Según el relevamiento, para entrar a la clase alta un hogar necesita ingresar desde 9 millones de pesos mensuales, con un promedio de 14 millones en ese segmento, que reúne al 5% de la población. La clase media alta arranca en 4,5 millones de pesos y concentra al 17% de los hogares, con un ingreso promedio de 6,5 millones. Más abajo, la clase baja no pobre representa el 30% de la población, mientras que la clase baja en pobreza —el escalón más numeroso, con el 22%— sobrevive con un ingreso promedio de apenas un millón de pesos por hogar.
La herencia del kirchnerismo todavía pesa sobre los sectores medios
Los números confirman algo que los argentinos vienen sintiendo en el bolsillo desde hace años: la clase media se achicó y quedó bajo una presión constante. Ese fenómeno no nació con la gestión de Javier Milei, sino que es el resultado directo de más de una década de emisión monetaria descontrolada, cepo cambiario, controles de precios y populismo fiscal que caracterizaron a los gobiernos kirchneristas y que terminaron licuando los ingresos de millones de familias trabajadoras.
La foto de este segundo trimestre de 2026 es todavía el reflejo de esa herencia, no de las políticas actuales. Reconstruir una estructura social que quedó deformada por años de inflación de tres dígitos, pobreza estructural y falta de inversión productiva no es un proceso instantáneo, sino gradual.

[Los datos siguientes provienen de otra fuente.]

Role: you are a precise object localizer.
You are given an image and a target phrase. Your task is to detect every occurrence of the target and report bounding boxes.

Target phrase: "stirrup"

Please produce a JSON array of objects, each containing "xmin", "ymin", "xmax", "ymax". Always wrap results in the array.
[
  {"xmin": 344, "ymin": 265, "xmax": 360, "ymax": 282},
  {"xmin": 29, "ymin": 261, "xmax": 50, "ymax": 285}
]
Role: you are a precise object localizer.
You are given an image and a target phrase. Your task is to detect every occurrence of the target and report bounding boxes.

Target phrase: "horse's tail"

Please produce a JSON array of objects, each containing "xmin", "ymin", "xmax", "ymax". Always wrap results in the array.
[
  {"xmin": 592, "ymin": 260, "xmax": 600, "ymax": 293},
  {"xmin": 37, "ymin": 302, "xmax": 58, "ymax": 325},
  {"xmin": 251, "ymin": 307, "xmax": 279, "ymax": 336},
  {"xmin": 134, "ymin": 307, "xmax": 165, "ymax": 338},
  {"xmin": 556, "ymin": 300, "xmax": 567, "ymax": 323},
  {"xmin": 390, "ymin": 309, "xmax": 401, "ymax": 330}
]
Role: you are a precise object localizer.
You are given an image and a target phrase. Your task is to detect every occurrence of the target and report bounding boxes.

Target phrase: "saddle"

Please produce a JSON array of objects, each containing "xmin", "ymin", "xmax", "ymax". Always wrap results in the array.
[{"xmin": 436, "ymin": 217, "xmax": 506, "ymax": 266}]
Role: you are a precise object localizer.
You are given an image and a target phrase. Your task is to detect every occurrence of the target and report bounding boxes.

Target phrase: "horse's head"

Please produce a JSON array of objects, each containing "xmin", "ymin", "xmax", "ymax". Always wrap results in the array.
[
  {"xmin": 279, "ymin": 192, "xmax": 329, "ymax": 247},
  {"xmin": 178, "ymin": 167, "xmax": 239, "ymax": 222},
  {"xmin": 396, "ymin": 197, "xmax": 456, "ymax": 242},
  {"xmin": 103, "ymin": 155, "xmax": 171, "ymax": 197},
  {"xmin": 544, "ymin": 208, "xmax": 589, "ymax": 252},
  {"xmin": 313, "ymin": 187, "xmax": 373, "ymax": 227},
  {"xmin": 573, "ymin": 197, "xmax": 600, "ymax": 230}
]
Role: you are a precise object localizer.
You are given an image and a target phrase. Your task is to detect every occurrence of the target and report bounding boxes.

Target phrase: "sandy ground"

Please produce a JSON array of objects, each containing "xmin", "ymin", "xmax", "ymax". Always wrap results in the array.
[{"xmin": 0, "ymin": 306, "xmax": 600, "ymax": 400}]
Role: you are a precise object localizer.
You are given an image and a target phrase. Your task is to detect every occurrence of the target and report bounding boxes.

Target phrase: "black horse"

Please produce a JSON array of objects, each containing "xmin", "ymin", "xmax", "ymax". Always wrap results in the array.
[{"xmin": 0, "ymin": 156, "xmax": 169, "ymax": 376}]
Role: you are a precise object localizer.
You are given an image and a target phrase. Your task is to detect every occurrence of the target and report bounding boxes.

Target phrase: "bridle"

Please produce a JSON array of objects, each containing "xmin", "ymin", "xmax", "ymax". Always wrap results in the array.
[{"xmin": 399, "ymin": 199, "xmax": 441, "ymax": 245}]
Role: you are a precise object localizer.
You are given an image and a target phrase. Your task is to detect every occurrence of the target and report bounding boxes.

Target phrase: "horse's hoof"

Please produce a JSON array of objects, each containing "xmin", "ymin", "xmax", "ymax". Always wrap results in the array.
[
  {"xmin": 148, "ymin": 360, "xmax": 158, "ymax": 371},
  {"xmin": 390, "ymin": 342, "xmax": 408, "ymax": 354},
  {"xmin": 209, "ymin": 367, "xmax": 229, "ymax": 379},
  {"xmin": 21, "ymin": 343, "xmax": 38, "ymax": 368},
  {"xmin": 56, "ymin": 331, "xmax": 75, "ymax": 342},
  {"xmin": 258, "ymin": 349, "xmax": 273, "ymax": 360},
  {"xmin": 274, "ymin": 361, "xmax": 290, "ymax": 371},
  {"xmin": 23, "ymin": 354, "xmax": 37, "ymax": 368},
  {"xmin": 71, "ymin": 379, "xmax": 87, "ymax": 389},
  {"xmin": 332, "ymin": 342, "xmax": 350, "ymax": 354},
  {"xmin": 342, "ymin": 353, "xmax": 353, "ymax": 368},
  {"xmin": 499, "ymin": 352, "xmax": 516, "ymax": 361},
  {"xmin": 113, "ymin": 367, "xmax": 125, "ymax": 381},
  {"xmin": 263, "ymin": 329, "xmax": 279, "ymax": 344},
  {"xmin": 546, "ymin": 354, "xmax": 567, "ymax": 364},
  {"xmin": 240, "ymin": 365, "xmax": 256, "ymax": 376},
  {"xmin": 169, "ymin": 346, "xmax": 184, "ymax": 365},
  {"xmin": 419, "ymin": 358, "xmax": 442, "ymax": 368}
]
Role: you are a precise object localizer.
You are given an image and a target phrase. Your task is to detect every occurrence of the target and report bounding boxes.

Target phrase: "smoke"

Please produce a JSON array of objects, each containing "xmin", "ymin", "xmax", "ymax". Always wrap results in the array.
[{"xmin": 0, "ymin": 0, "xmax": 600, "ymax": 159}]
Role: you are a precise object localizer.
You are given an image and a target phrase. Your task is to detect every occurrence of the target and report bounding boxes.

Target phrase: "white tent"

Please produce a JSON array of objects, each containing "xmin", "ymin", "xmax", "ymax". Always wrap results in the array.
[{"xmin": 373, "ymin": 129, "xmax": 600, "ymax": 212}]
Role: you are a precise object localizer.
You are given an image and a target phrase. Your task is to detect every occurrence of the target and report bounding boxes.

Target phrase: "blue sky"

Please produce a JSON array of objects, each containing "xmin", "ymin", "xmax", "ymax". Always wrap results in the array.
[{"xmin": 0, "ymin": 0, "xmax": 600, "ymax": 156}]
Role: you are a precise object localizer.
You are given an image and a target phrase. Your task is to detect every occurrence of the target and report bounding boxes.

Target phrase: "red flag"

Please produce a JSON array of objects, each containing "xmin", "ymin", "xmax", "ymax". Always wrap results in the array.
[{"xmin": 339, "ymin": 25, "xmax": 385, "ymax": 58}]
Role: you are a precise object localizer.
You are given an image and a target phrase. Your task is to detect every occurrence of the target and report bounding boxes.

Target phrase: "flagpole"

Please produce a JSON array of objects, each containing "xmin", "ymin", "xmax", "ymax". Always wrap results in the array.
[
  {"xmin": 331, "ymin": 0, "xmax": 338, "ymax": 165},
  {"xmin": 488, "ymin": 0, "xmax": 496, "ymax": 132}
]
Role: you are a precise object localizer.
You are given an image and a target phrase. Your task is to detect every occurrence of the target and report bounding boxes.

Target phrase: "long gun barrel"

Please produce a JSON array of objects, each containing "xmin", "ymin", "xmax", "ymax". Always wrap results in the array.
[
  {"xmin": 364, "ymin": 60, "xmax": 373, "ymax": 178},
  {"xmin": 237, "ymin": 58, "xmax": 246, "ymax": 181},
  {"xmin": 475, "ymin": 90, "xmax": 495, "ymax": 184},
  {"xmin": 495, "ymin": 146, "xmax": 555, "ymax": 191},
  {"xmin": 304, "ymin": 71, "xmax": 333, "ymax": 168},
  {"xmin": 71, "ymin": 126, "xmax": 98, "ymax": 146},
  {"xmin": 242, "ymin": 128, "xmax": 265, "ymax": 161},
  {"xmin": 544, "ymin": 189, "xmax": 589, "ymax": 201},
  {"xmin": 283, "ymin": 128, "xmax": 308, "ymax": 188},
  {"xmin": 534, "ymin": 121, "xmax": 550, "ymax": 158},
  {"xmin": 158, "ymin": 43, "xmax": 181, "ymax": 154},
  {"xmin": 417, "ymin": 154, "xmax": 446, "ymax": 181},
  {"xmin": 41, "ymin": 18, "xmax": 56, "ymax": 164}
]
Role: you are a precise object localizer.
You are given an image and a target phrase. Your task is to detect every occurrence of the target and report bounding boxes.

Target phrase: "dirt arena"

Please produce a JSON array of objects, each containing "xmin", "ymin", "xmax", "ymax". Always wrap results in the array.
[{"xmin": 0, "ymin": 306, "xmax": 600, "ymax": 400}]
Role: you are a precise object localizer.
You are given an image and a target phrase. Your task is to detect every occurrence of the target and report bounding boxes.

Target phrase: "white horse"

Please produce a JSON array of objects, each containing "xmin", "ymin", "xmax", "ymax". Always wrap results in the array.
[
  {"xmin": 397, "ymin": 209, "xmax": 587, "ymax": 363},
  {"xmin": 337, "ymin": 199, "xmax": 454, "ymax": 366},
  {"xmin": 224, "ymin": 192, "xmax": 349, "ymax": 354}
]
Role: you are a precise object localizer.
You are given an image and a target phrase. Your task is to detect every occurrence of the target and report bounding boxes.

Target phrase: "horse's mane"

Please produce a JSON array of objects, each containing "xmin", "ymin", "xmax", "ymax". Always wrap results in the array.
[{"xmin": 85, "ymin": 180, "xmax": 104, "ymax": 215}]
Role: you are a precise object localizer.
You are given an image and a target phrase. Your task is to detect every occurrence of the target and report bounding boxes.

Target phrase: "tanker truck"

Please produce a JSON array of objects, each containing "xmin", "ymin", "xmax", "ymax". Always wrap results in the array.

El orden macroeconómico de Milei, la base para revertir la tendencia
Lo que sí cambió de forma contundente es el rumbo. La drástica baja de la inflación, el sostenimiento del superávit fiscal y el fin de la emisión monetaria para financiar el gasto público construyeron, por primera vez en años, un piso de previsibilidad que ya empieza a traducirse en la recuperación del salario real y en la reactivación del crédito.
Ese ordenamiento macroeconómico es la condición necesaria para que la pirámide social comience a achicarse desde la base hacia el centro. Mientras gobernadores e intendentes del kirchnerismo, como Axel Kicillof en la provincia de Buenos Aires, siguen apostando al mismo clientelismo, al gasto público desbordado y a la falta de gestión que agrava la inseguridad y la pobreza en sus territorios, el Gobierno nacional avanza con reformas estructurales que apuntan a generar empleo genuino y crecimiento sostenido.
Los economistas consultados coinciden en que, si se mantiene la disciplina fiscal y monetaria, los próximos relevamientos deberían mostrar una recomposición paulatina de la clase media, sostenida por salarios que le empiezan a ganar a una inflación que ya no es la de tres dígitos que dejó el kirchnerismo.